ISLE OF MAN
The Isle of Man has its own government, is a recognised separate country amongst the British Isles, however is not actually part of the U.K., but a British crown dependency. Also known as 'Mann', the island sits in the Irish sea, and the country has the worlds oldest continuous parliament, the Tynwald, which is 1000 years old. It was part of the Norwegian Kingdom of the Hebrides until the 13th century, when it was ceded to Scotland, coming under the British crown in 1765.
The Isle of Man lies in the Irish Sea mid-way between Ireland and Britain, and is an island of hills and glens, cliffs and sandy beaches, and picturesque harbours. 'Mann' probably derives from the name of the old Celtic sea god, Manannan Mac Lir. Today's population of about 80,000 speak English, but the original language here is Manx Gaelic. Manx died as a commonly spoken community language, with the last native Manx speaker in 1974, but has recently been revived. Today the Isle of Man is famous for the annual 'T.T.' motor-cycle races, and the tail-less Manx cat.
Celtic people were in Mann 2500 years ago, and were largely ignored by the Roman occupiers of Britain. Around 500 A.D. Celtic monks brought Christianity to Mann, and built tiny chapels called 'keeills' and memorial stone crosses (204 around the island), ranging from relatively plain to intricately carved with interlaced knotwork, and some Ogham inscriptions (a system of marks that equated to letters).
In the late 8th century Viking raiders came to the island, and their influence subtly changed the artwork, with added Runic inscriptions.
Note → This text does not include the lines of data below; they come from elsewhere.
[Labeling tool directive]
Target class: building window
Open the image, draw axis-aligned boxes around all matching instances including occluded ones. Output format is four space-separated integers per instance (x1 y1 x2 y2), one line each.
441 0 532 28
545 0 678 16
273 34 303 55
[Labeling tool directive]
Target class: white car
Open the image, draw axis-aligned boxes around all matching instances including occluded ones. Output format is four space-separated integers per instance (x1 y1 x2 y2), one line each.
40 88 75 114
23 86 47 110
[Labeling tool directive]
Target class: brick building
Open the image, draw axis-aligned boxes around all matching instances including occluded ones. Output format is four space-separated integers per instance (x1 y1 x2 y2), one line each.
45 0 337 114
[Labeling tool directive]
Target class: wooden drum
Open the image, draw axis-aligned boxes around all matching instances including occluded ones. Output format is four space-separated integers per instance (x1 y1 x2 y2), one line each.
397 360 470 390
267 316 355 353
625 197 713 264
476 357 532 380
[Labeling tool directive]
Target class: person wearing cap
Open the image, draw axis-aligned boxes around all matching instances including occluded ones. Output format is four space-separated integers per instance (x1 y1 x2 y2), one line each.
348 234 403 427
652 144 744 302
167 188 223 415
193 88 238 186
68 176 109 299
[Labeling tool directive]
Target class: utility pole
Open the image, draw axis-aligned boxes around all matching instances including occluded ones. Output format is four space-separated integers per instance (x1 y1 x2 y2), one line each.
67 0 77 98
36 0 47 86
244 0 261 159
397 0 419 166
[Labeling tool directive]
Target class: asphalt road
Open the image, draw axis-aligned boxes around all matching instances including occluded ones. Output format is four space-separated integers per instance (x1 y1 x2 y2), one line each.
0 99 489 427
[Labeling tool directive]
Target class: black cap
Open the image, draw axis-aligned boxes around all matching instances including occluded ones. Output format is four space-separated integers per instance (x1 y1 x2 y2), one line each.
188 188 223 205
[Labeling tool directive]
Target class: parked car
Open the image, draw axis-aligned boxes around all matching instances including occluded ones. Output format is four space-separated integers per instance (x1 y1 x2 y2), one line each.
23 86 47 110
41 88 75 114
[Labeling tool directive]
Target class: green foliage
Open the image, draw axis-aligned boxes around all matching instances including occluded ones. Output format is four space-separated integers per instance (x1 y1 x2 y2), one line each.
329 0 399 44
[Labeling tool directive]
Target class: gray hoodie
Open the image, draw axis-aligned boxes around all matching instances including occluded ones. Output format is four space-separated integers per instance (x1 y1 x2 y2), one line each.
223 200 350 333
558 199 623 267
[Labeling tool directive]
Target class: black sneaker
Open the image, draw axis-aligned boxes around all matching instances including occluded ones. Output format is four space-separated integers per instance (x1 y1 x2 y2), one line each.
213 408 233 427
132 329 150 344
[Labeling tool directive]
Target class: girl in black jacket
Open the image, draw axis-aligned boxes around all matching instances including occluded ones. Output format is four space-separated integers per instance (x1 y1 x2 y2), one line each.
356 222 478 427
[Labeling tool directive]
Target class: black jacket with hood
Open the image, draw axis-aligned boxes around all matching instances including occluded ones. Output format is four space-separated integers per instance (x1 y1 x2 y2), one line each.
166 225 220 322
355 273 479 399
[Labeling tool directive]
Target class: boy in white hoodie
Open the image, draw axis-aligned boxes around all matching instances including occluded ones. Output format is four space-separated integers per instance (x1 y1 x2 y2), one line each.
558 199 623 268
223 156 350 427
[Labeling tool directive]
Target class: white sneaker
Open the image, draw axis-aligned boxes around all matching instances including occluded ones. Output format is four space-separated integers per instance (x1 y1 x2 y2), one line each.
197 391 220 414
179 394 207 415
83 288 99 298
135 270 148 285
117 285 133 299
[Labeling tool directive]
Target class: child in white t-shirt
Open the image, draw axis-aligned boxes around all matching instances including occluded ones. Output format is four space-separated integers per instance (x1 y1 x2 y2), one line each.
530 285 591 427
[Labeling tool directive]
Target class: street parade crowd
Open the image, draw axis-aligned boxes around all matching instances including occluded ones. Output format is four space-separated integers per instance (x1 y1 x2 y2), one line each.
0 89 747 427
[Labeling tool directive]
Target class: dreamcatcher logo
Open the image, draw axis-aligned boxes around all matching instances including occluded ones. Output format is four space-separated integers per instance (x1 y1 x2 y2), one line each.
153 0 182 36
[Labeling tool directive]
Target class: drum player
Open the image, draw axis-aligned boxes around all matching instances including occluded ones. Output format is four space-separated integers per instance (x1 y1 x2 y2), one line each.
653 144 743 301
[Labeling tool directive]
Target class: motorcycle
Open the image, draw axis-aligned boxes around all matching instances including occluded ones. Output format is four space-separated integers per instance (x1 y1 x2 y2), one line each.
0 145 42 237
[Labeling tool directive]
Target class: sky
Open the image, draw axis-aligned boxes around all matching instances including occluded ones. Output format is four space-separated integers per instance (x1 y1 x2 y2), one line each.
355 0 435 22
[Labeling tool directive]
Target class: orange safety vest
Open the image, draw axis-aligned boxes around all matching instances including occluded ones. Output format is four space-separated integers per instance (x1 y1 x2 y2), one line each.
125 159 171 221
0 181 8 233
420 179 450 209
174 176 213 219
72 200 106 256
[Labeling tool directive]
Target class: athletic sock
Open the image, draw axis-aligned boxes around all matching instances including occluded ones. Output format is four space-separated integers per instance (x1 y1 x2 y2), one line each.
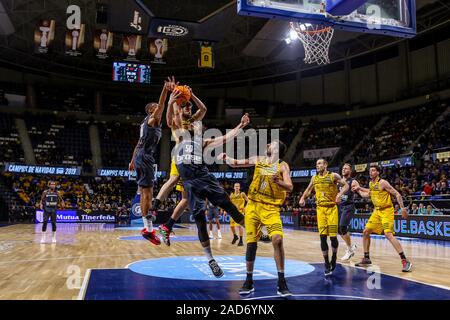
203 246 214 262
149 214 153 232
165 218 176 231
153 199 161 210
331 252 337 262
142 216 148 230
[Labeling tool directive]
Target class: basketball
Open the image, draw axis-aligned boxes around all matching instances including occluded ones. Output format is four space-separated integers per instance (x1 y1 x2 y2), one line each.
176 86 191 104
0 0 450 308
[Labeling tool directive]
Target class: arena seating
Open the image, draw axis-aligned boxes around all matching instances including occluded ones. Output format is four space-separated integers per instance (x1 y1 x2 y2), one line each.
26 115 92 171
0 114 25 165
352 103 446 163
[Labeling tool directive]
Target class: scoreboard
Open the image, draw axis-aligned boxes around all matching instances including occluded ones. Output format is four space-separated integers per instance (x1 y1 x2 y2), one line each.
113 62 151 84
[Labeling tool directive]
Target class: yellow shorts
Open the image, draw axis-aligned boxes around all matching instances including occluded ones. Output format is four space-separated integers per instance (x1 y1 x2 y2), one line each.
230 208 245 227
317 205 339 237
245 200 284 243
366 207 394 234
169 160 184 192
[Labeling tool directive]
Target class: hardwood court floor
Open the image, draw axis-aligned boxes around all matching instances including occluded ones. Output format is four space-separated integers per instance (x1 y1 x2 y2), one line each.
0 224 450 299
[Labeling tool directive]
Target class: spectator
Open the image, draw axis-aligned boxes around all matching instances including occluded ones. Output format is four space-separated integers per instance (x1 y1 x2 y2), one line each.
409 203 419 214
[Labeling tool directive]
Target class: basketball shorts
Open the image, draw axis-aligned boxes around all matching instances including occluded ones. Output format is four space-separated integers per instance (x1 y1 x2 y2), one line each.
339 204 356 227
169 160 184 192
135 155 155 188
317 205 339 237
230 208 245 227
207 207 220 221
245 200 284 243
183 174 228 215
366 207 394 234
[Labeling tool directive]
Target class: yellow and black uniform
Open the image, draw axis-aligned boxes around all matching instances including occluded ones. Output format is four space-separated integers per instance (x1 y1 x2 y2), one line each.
313 172 339 237
366 178 395 234
230 192 245 227
169 117 195 192
245 161 286 243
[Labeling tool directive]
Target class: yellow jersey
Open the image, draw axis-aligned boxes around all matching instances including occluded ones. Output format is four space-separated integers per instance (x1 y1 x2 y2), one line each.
369 178 394 209
230 192 245 212
313 172 338 207
248 161 286 206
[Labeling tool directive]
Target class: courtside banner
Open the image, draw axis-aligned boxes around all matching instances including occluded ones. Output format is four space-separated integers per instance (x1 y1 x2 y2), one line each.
5 163 81 176
148 18 200 39
36 210 116 223
350 214 450 241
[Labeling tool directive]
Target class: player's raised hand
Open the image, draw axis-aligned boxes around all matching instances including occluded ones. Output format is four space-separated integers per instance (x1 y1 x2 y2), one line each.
169 89 182 105
402 208 408 219
334 194 342 204
128 161 135 171
164 76 179 91
217 153 228 161
241 113 250 127
298 198 306 207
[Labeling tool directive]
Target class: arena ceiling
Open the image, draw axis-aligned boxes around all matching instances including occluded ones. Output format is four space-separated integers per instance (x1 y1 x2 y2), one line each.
0 0 450 84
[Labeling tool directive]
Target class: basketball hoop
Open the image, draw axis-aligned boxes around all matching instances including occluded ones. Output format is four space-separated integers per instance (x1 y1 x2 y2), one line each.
291 22 334 65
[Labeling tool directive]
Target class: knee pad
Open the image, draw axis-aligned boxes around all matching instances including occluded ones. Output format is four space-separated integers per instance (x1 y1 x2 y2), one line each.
194 214 209 242
245 242 258 262
320 235 328 251
219 198 245 226
338 226 348 236
330 237 339 249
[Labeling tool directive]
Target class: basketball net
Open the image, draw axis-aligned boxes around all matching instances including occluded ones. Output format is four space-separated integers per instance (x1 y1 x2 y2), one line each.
291 22 334 65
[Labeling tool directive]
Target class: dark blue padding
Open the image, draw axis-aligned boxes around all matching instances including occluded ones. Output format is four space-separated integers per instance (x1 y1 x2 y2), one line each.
327 0 367 16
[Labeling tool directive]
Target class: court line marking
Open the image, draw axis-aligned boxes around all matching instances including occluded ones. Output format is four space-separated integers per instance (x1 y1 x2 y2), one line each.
242 293 380 300
0 253 156 269
352 263 450 291
77 269 91 300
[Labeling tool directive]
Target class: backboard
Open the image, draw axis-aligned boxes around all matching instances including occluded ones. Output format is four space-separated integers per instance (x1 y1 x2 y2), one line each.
238 0 416 38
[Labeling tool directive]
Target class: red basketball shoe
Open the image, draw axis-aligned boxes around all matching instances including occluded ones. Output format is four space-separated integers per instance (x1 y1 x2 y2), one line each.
141 228 161 246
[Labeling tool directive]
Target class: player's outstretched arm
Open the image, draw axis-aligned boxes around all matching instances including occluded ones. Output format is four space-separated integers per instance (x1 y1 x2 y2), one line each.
298 177 314 207
166 77 179 129
203 113 250 148
333 173 350 204
272 162 294 192
380 179 408 219
39 191 47 210
189 87 208 121
168 89 183 129
217 153 260 169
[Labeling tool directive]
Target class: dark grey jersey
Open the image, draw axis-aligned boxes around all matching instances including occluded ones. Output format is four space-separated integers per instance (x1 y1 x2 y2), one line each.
339 178 355 206
43 189 59 211
137 116 162 158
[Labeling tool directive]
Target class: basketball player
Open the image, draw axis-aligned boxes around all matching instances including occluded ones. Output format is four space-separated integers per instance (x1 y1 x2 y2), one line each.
219 140 294 297
154 82 207 246
230 182 248 247
39 181 65 243
129 81 174 245
299 159 349 276
338 163 359 262
206 200 222 239
353 165 412 272
171 96 250 278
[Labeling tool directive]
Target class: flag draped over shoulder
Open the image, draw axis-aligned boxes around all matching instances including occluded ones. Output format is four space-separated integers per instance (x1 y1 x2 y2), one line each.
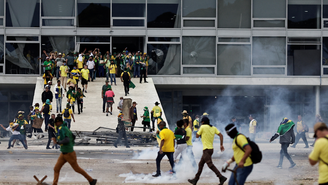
277 118 295 136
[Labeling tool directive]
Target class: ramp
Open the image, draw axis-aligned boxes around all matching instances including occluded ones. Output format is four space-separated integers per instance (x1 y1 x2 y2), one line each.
33 77 166 132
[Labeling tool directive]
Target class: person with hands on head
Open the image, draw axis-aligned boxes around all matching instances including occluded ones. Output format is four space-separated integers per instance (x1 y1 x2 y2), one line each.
153 121 175 177
270 118 296 169
52 116 97 185
188 117 227 185
222 123 253 185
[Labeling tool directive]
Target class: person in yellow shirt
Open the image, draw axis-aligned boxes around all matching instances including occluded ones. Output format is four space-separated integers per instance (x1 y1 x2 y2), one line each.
248 114 257 141
188 117 227 185
309 122 328 185
153 121 175 177
291 115 309 148
59 62 69 91
151 102 162 131
222 123 253 184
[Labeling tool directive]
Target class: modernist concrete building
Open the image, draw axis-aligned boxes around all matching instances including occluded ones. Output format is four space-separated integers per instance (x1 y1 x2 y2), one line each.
0 0 328 130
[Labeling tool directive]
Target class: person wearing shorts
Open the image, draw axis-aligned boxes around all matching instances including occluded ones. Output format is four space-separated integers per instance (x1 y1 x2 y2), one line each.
105 88 115 116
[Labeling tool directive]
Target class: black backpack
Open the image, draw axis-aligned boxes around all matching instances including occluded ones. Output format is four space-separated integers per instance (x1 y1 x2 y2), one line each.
64 109 69 118
123 71 130 82
42 104 50 114
235 134 262 164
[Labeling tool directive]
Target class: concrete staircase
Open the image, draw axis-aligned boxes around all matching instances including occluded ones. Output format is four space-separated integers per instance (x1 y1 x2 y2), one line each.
33 77 166 131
The last Viking King of Mann died in 1265. The next few hundred years were a struggle between Vikings, Scots and English for the Lordship of Mann. By the early 1400s the English controlled the island, and Henry 4th made the Stanleys kings of Mann, ruling until 1736.
Manx history is by no means as simple as described above, and more details can be found via our links page.
The Isle of Man flag is red with the Trinacria emblem in the centre, the 'Trie Cassyn', or the 'Three Legs of Man'. The symbol is thought to have been brought in by Alexander 3rd of Scotland around 1266, as he expelled the Vikings from Man. The armoured legs are joined at the thigh, bent at the knee, and the toes point clockwise.